Fortunately, the final movie I saw on Saturday sucked in the way you actually want a movie to suck...

Troll 2 (1990)

Rated PG-13

Score: 1 out of 5 (objectively), 4 out of 5 (unintentional comedy)

"They're eating her. And then they're going to eat me. OH MY GOOOOOODDDDDD!!!"

Troll 2. What is there to say about Troll 2 that hasn't already been said before by bad movie aficionados? It's my generation's version of Plan 9 from Outer Space, widely recognized as one of the worst movies ever made to the point that Michael Stephenson, the actor who played its kid protagonist Joshua, later made a 2009 documentary about its cult fandom that was titled Best Worst Movie. Nothing about it works.

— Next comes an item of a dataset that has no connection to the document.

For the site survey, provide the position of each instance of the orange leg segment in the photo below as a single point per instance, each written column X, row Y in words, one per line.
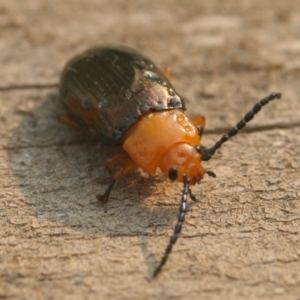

The protagonists are stupid, the acting is either wooden or overwrought across the board, there's an evil witch character who feels like she stepped in from a completely different movie, the special effects are comical, the monsters are just people in cheap goblin masks and sack clothes, the story is largely an excuse for writer/director Claudio Fragasso's wife to vent about her hatred of vegetarians, the dialogue is written by somebody who didn't speak English natively yet insisted it be delivered as written, Fragasso seems convinced that he made high art with this movie, the behind-the-scenes stories that have been told about its production are more interesting than anything that happens in the film itself, and if you go in trying to take it seriously as a horror film, you will break your brain.

I loved it.

Joe and Sean, the hosts of Bloody Disgusting's podcast The Horror Show, handled the screening of this film, and they treated it like old-school horror hosts with regular breaks during the film to laugh at the things we'd just witnessed. Everybody in that little theater went in knowing to expect a slow-motion trainwreck, the kind of film that has given hope to countless amateur filmmakers on the grounds that surely nothing they make can be this bad. It's a movie where the badness is so over-the-top that it loops back around at some point and you're actually watching a comedy, and a damn funny one at that. When "the line" came, I, somebody who'd never seen the whole movie from start to finish but damn well knew that line by heart thanks to how it's been burned into movie geek lore, recited it right along with the character, and I wasn't the only one in the theater doing so. And that wasn't the only line in the film that got the crowd roaring, either. Make no mistake, this is a truly wretched film with absolutely no redeeming qualities on its own. But in that, it accidentally stumbles upon an unintentional one: being an object example of everything wrong with the B-movies of its era to the point that it becomes great entertainment in its own way.

The Bottom Line

There's really no way to describe the experience of watching Troll 2, especially in a live screening with a crowd. My reviews for good comedies are usually short, lest I give away the best parts, and so too is it the case with this. If you wanna laugh your ass off at one of the worst movies ever made, throw this on, preferably with some friends and some quality intoxicants, and have a blast.